As animações infantis estão sujeitas às mudanças de pensamento da sociedade e afetam o imaginário das novas gerações
Por Luiza Sanches (luizasanches.ribeiro@usp.br)

Desde sua criação, as animações voltadas para crianças frequentemente passam mensagens que orientam a forma de pensar do público, valorizando temas como amizade e respeito aos mais velhos. Essas mensagens indicam que as ideias e representações presentes na indústria do entretenimento infantil refletem as ideologias e os valores, em constante mudança da sociedade. 

Em Gato de Botas 2: O Último Pedido, o protagonista enfrenta um episódio de crise de pânico [Imagem: Reprodução/ Twitter/ @basutosu] 

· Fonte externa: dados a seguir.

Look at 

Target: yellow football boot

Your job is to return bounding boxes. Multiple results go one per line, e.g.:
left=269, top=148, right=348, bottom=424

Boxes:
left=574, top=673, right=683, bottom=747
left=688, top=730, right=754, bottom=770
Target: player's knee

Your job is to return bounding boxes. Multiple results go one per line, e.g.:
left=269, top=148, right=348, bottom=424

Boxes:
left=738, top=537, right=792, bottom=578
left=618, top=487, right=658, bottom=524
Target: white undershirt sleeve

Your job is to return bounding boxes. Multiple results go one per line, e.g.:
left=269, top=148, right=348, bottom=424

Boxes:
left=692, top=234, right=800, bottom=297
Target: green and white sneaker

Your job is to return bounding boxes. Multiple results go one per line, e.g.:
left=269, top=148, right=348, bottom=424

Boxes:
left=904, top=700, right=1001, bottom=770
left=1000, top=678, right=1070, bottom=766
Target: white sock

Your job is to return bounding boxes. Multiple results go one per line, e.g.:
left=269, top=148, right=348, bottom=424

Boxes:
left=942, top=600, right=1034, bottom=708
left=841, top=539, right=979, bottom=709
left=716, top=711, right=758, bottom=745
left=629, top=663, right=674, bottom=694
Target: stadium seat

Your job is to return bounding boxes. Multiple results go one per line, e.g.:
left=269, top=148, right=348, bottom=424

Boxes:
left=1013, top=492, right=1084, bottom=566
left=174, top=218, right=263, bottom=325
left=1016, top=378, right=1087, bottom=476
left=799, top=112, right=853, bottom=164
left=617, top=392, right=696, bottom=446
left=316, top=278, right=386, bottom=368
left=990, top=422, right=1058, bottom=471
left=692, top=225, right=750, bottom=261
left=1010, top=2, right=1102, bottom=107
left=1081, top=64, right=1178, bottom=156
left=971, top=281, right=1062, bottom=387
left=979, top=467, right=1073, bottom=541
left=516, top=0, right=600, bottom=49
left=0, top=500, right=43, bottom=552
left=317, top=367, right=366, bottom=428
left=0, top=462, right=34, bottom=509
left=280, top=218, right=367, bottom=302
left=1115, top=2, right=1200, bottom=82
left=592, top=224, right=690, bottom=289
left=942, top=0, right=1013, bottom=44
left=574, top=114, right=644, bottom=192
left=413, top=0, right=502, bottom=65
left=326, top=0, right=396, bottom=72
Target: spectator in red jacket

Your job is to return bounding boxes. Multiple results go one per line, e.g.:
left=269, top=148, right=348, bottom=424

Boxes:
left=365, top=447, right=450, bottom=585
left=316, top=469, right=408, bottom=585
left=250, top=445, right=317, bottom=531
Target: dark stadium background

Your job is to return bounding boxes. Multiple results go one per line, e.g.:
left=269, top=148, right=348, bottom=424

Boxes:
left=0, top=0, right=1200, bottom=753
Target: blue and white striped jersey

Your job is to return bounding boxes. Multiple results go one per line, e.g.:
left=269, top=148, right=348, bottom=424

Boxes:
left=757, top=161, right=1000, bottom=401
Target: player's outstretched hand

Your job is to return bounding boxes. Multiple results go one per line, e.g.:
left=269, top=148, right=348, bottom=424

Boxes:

O filme Gato de Botas 2: O Último Pedido (2022) foi um exemplo dessa transformação na indústria. O longa apresenta um personagem já conhecido pelo público, mas inova ao representá-lo com um novo olhar aprofundado sobre saúde mental e condições emocionais, como o transtorno do pânico. Trata-se de um filme voltado para crianças e adolescentes, contudo, muitos adultos foram surpreendidos pela menção a tópicos sensíveis, visto que questões relacionadas à saúde mental ainda são cercadas de estigmas e raramente são representadas no cinema. Com a mudança de pensamento da coletividade, a indústria cultural tem se adaptado à nova forma de pensar, e o filme do gato de botas é apenas um exemplo em meio a diversas animações que passaram a abordar temas estigmatizados, que vão desde homossexualidade até saúde mental.

O Choque de Gerações 

Ao comparar os desenhos animados antigos com os atuais, há um nítido contraste na forma de se trabalhar um personagem. No século 20, os protagonistas exaltavam valores como heroísmo e bravura, e possuíam  raso desenvolvimento de questões emocionais, sentimentais e, até mesmo, sexuais. Um bom exemplo é o clássico He-Man (1983), o qual o protagonista tem sua personalidade resumida em força e bravura.  Em contrapartida, as animações mais recentes retratam personagens mais vulneráveis e emocionalmente complexos, seja pelo enfrentamento  de ansiedade e depressão, por exemplo, seja por conflitos na vida amorosa e sexual, entre outros desafios característicos da infância e da adolescência.

       

He-man (1983), possuía protagonistas essencialmente fortes e valentes, não havendo brecha para fragilidades emocionais  [Imagem: divulgação/IMDb]

A nova forma de produzir desenhos animados está cada vez mais sólida, e ficou muito popular entre o público infanto-juvenil em produções como Hora de Aventura (2010-2018) e Steven Universo (2013-2019). Esses seriados inovaram a indústria cinematográfica ao introduzir personagens verossímeis com o público mais jovem, por meio de tramas que abordam questões relacionadas à infância e à adolescência, de uma forma sensível e inteligível ao telespectador.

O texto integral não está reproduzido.